Addition Similarity


In [1]:
# Import libraries
import numpy as np
import pandas as pd
# Import the data
import WTBLoad
wtb = WTBLoad.load()

Question: I want to know how similar 2 additions are. For instance, I'm thinking of brewing a beer with plums and vanilla, and I want to know how similar they are.

How to get there: The dataset shows the percentage of votes that said a style-addition combo would likely taste good.
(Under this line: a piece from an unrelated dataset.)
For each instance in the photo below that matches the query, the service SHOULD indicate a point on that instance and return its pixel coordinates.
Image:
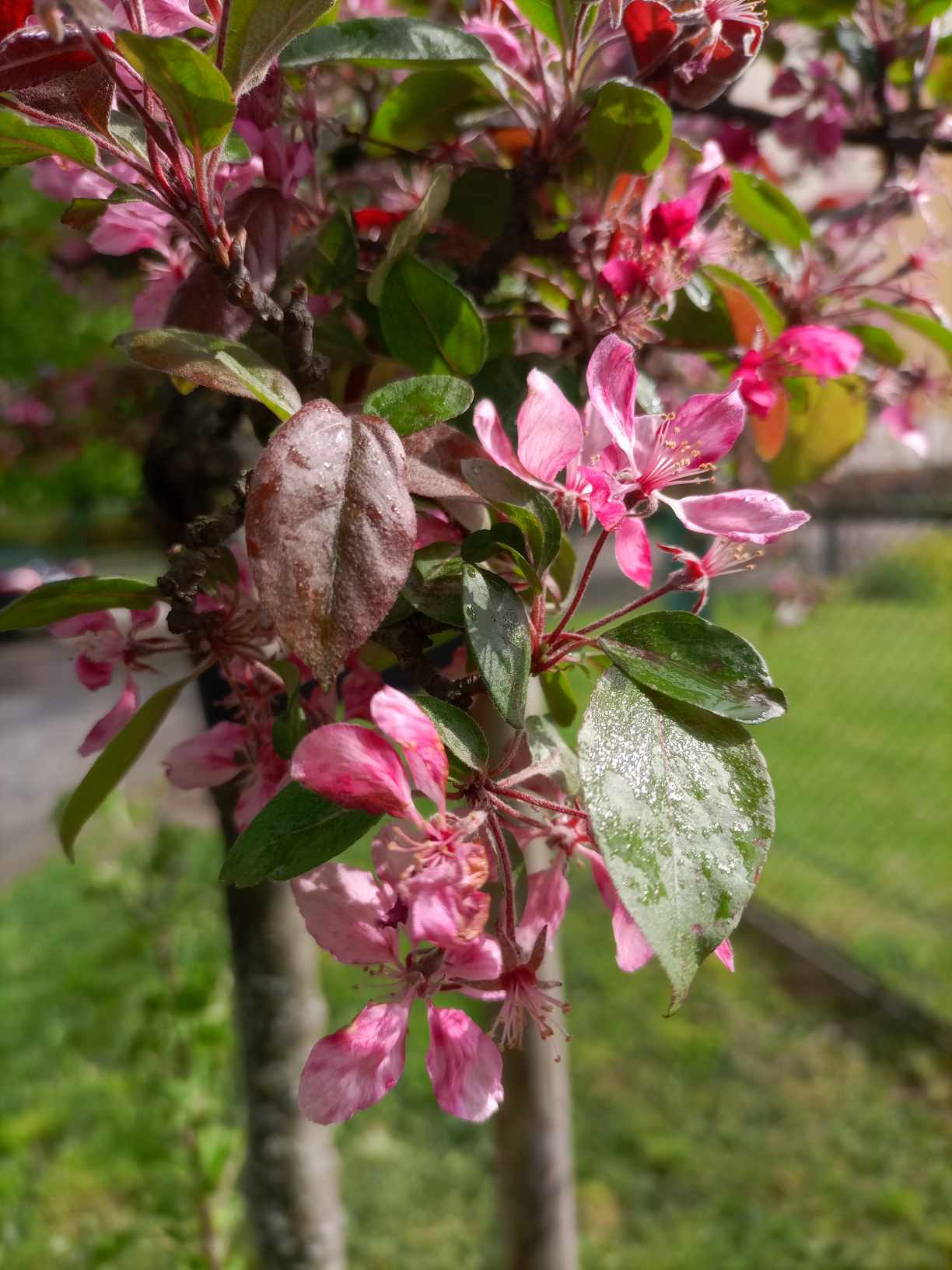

So, we can compare the votes on each style for the two additions, and see how similar they are.


In [2]:
import math
# Square the difference of each row, and then return the mean of the column. 
# This is the average difference between the two.
# It will be higher if they are different, and lower if they are similar
def similarity(additionA, additionB):
    diff = np.square(wtb[additionA] - wtb[additionB])
    return diff.mean()

res = []
# Loop through each addition pair
for additionA in wtb.columns:
    for additionB in wtb.columns:
        # Skip if additionA and combo B are the same. 
        # To prevent duplicates, skip if A is after B alphabetically
        if additionA != additionB and additionA < additionB:
            res.append([additionA, additionB, similarity(additionA, additionB)])
df = pd.DataFrame(res, columns=["additionA", "additionB", "similarity"])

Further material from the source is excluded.